GraphRAG Tutorial: From Documents to Knowledge Graph–Powered RAG
Build a practical GraphRAG pipeline: extract a knowledge graph, index nodes and chunks, retrieve local paths and global summaries, and synthesize grounded answers.
Image used for representation purposes only.
Overview
Retrieval-augmented generation (RAG) couples a large language model (LLM) with a retriever to ground answers in your data. GraphRAG extends this idea by building and querying a knowledge graph so the LLM can reason over entities, relations, and global structure—not just isolated chunks. The payoff is better multi-hop answers, disambiguation, and explainability via paths and citations.
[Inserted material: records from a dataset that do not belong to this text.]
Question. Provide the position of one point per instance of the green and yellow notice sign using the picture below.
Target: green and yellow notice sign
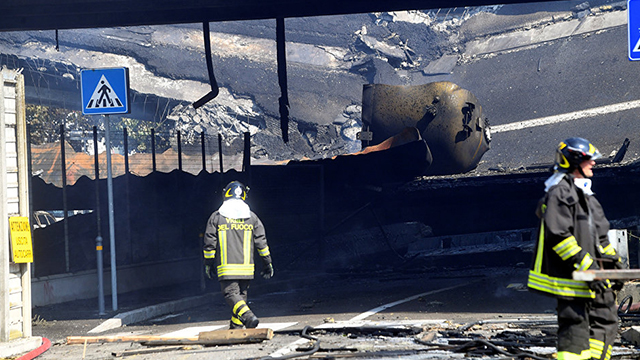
(21, 239)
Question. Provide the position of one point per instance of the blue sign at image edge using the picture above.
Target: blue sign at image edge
(118, 81)
(633, 37)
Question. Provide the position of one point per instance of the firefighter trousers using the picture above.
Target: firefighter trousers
(235, 294)
(587, 328)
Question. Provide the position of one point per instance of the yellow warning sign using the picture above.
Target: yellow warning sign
(21, 246)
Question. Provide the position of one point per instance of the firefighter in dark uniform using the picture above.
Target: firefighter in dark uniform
(573, 236)
(232, 233)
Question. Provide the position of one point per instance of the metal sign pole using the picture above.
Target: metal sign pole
(112, 242)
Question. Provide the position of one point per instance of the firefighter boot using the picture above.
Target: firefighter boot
(235, 323)
(249, 320)
(242, 312)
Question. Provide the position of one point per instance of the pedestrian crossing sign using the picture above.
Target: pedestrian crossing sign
(105, 91)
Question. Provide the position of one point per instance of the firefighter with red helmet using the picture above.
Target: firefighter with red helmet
(573, 236)
(231, 235)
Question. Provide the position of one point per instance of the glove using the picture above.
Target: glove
(599, 286)
(208, 271)
(617, 285)
(267, 272)
(615, 260)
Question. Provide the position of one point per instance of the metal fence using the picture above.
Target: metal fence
(81, 153)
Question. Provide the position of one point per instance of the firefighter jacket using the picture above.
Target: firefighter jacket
(229, 244)
(572, 233)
This tutorial walks you end-to-end: ingesting documents, extracting a graph, indexing both text and graph signals, and implementing a two-level retriever (local and global) that feeds a final answer synthesis prompt.
When to use GraphRAG
- Your questions require multi-hop reasoning (A → related-to → B → causes → C).
- You need interpretable answers with entity/edge citations.
- Your corpus has recurring entities across documents (people, orgs, APIs, components).
- You want global summaries of regions of the graph (communities, topics) to complement local evidence.
Architecture at a glance
- Ingestion: parse and chunk documents.
- Graph extraction: LLM or NLP pipeline yields triples (subject, relation, object) with evidence.
- Storage: text chunks in a vector store; graph in NetworkX or Neo4j (optional).
- Indexing: embeddings for chunks and for node/edge text; community detection for global structure.
- Retrieval:
- Local: semantic search over chunks + node neighborhoods.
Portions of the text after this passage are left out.